# Being made redundant, meeting to discuss terms, what should I be asking.



## truthseeker (17 May 2011)

So Ive just been told Im being made redundant in a few weeks time, there is another meeting to discuss terms later this week.

What do I need to be asking at this meeting?


----------



## robbie00 (18 May 2011)

Hi Truthseeker,

How many people are affected by the redundancy, is there a trade union? 

Was anyone made redundant recently so you might have an idea what type of pay off your company give. 

Is the company a global company or domestic company? 

Do you want redundancy if not you may want to seek a position elsewere in the company if possible.

Can give some more advice once some of the above is answered.


----------



## truthseeker (18 May 2011)

Hi Robbie,
Thanks for the reply.

My entire department is being dissolved. 

I am the only member of a trade union.

Its a domestic company. 

I work in a specialised area, if my position is made redundant there is no other position that would be suitable for my skillset/level of qualification.

There have been previous redundancies in other areas, I am aware of some precedents that have been set, but they have varied by role.


----------



## robbie00 (18 May 2011)

Hi Truthseeker,

Firstly if you havnt already contacted your trade union do so now and let them do all the negotiating for you. Also see what they advise you after all you have probably been paying them for the last few years.

If they have already made other redundancies and you think the terms were fair and you would be happy with them quote the details of this in your negotiations. 

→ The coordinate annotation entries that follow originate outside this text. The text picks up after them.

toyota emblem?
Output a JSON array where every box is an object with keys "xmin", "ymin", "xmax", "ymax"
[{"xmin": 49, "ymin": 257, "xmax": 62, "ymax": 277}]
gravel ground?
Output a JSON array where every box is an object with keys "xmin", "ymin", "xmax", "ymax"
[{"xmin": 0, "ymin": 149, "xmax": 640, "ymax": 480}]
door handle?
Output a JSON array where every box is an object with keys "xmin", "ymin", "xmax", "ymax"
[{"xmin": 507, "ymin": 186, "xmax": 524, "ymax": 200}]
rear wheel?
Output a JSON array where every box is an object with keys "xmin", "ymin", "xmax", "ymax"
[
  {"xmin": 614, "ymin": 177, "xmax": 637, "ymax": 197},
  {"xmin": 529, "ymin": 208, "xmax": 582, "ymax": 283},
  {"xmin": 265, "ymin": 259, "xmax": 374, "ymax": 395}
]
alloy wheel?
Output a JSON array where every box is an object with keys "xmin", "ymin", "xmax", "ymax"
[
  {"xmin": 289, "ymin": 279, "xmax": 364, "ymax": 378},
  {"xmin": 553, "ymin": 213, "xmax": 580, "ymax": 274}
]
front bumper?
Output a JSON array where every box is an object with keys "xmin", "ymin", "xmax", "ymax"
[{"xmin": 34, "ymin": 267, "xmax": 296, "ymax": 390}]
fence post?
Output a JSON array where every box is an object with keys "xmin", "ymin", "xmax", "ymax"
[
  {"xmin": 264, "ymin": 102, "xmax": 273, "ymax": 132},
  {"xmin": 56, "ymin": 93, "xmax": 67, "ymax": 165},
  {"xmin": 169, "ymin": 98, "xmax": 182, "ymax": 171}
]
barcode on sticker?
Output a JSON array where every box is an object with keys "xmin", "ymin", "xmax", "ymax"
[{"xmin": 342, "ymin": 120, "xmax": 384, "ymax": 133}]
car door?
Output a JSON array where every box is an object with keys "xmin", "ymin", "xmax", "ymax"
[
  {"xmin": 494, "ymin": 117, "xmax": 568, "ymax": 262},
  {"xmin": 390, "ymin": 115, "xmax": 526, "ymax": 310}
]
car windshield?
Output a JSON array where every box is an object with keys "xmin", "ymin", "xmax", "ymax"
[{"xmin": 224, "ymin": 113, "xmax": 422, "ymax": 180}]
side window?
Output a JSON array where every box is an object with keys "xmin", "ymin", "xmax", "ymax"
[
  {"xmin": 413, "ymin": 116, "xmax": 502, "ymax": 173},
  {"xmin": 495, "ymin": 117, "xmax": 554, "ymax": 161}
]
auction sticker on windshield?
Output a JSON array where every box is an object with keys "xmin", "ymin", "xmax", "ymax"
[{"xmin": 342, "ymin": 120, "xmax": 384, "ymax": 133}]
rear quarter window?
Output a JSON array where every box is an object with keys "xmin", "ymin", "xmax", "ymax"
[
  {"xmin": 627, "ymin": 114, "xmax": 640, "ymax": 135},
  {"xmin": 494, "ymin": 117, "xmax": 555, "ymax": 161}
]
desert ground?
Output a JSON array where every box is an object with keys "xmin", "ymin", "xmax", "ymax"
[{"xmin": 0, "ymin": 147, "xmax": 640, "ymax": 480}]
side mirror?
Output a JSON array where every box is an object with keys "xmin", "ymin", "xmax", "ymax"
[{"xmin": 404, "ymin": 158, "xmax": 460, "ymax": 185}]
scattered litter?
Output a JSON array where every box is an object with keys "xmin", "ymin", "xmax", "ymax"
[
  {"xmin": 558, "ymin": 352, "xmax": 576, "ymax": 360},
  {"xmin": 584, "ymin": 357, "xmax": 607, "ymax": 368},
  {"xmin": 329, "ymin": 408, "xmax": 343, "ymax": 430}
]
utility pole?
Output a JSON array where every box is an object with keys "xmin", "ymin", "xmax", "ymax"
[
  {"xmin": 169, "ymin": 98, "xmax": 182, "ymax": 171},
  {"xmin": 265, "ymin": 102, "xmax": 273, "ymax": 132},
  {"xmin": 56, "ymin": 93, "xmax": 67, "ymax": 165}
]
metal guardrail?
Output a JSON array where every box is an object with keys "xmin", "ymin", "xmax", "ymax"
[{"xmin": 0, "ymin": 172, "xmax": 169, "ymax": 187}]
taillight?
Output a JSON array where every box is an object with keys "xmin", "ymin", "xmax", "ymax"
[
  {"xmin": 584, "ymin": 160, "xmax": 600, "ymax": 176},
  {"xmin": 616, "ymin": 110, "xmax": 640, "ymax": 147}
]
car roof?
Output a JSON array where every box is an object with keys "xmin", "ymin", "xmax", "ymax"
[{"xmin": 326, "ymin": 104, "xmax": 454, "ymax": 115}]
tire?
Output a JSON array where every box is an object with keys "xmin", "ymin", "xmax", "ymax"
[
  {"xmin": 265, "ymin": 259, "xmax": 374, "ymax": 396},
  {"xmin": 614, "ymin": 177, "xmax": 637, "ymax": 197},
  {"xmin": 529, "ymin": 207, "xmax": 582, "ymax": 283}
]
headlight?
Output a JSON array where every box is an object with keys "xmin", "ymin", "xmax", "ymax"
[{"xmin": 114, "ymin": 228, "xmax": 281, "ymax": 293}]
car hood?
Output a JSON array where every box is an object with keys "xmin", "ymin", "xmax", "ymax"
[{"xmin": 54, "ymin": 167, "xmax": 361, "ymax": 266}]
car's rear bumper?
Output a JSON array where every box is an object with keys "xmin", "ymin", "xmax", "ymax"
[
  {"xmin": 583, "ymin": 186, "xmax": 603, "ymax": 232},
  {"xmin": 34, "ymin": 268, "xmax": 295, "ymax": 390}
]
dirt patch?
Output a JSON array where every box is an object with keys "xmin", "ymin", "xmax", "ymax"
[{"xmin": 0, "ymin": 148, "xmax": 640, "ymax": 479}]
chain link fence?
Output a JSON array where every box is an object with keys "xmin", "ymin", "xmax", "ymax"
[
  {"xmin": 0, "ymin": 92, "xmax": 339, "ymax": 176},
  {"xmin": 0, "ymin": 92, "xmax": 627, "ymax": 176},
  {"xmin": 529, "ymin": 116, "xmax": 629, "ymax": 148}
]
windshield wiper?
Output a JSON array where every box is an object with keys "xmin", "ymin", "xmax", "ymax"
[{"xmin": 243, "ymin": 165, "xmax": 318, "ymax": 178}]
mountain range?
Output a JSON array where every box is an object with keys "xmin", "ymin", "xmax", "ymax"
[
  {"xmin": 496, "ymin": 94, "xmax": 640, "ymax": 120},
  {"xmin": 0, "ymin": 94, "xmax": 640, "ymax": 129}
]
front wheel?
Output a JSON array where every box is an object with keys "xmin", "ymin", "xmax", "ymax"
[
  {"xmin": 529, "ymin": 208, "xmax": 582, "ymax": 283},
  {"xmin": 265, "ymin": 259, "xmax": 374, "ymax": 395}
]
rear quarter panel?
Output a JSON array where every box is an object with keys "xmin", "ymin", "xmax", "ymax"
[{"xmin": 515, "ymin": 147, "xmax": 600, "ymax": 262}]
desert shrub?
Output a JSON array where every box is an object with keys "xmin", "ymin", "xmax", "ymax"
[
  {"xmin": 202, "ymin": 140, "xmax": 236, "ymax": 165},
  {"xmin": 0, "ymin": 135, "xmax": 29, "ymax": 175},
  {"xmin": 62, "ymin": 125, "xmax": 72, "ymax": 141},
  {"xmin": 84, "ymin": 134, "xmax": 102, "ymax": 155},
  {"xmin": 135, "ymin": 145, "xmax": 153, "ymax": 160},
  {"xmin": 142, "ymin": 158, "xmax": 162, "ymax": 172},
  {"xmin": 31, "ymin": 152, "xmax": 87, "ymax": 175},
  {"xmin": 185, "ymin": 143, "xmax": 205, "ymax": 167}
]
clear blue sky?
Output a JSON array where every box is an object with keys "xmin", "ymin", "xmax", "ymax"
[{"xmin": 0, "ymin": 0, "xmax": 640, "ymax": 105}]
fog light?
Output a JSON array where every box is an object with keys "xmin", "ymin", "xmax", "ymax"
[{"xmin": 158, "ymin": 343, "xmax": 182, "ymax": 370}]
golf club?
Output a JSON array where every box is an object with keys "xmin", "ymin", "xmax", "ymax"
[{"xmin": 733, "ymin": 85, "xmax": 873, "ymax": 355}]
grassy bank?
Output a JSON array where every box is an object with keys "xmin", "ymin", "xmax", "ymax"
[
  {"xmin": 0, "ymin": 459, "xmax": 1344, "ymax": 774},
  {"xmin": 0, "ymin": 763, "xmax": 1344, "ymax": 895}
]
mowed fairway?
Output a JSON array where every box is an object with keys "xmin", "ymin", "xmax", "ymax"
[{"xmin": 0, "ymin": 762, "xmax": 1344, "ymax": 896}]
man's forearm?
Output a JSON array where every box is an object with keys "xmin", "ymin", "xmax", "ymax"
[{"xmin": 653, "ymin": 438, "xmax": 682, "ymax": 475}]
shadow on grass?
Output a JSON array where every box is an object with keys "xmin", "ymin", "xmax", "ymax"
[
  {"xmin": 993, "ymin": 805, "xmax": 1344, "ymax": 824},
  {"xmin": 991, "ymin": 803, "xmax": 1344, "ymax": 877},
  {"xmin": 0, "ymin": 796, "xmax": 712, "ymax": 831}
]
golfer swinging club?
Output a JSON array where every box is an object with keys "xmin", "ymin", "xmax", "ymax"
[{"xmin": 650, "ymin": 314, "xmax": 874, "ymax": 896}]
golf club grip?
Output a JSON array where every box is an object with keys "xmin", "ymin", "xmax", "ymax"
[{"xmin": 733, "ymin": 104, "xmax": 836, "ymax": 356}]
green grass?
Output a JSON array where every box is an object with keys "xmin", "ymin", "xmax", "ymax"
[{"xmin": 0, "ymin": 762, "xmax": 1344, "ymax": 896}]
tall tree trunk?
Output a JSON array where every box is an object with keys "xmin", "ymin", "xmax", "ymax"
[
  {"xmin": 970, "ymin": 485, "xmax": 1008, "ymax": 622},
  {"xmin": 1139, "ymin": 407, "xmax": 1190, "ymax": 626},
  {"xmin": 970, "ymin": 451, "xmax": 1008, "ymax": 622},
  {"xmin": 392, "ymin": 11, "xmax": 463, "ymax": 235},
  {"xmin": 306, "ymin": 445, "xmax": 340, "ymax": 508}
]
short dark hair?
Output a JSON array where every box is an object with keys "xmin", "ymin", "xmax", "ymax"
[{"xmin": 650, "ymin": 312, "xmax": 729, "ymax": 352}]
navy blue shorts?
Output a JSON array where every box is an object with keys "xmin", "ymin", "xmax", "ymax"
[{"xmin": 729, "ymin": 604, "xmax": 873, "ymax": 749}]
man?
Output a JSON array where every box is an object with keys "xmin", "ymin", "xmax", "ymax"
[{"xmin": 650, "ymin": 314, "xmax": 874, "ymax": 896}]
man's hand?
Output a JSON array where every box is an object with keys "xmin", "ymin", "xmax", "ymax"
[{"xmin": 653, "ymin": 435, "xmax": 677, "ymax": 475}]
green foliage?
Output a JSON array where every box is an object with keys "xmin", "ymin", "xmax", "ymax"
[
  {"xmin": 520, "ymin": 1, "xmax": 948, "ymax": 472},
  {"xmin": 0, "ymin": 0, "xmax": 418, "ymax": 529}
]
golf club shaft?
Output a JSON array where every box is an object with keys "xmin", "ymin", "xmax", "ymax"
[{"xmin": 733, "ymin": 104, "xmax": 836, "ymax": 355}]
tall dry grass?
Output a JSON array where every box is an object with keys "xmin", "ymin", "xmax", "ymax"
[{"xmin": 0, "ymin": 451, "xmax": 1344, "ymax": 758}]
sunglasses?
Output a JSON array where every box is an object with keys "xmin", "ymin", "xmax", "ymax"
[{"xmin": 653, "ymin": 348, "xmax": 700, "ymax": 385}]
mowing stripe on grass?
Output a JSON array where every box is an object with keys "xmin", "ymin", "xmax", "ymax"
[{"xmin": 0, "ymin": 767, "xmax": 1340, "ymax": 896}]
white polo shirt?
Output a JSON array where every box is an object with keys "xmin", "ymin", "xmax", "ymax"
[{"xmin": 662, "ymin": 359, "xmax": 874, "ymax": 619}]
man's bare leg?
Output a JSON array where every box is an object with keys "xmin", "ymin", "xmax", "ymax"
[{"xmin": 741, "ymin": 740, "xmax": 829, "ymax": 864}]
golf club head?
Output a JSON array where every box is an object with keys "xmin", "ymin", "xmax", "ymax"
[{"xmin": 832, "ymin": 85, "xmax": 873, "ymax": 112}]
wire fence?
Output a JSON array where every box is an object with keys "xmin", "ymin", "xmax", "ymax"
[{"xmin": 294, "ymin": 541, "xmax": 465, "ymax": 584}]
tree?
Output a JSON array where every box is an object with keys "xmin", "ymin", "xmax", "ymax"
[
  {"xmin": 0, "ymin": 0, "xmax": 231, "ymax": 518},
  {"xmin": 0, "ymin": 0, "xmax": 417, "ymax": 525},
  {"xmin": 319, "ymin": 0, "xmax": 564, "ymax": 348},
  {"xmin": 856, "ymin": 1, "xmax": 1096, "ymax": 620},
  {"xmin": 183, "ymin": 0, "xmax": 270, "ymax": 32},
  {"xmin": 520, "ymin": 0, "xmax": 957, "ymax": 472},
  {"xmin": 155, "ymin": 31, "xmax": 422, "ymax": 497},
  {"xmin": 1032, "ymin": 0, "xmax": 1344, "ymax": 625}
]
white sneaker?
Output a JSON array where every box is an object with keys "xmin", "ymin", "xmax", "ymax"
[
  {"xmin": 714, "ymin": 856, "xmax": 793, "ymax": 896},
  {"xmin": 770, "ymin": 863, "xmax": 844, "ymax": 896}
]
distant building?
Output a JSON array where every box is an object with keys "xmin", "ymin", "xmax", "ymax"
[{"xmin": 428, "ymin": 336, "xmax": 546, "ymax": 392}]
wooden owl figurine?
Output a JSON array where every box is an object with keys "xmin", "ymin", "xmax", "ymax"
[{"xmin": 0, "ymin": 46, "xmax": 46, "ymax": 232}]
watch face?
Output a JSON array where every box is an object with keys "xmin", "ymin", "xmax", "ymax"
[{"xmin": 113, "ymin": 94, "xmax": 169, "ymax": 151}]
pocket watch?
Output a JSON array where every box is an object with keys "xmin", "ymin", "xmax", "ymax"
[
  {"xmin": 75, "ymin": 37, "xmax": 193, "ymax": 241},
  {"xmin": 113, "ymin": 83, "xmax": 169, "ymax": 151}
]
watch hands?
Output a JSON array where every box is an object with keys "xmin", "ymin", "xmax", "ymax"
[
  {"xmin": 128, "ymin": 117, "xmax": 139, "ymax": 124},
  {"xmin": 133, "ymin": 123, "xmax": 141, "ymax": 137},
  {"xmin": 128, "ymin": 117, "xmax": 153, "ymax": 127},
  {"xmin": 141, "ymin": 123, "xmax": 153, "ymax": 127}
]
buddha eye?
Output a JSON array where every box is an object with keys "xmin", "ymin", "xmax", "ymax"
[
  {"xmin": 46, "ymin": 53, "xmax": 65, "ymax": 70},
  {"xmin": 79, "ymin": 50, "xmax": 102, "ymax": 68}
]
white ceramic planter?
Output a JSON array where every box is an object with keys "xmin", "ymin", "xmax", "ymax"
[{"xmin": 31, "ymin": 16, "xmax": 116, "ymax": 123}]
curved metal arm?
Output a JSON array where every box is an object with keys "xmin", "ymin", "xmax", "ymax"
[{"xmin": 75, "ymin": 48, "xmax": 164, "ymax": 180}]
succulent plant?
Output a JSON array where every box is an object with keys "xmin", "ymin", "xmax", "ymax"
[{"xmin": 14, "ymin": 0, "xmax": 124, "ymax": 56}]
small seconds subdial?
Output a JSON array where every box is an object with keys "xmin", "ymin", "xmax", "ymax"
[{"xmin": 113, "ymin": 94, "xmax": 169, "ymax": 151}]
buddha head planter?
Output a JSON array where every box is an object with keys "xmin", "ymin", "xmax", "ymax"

If there is a group of you being made redudant yous should discuss what terms you think would be fair to settle with the company on, then battle it out as a group.

But more than likely if you can prove say John got x amount of weeks per year of service and a retraining bonus during the last redundancies you can use this to make sure you get the same.


----------



## dereko1969 (18 May 2011)

First off, sorry to hear that.

Secondly, as stated, get your Union involved asap and see if they can provide someone to attend the meeting to discuss terms.


----------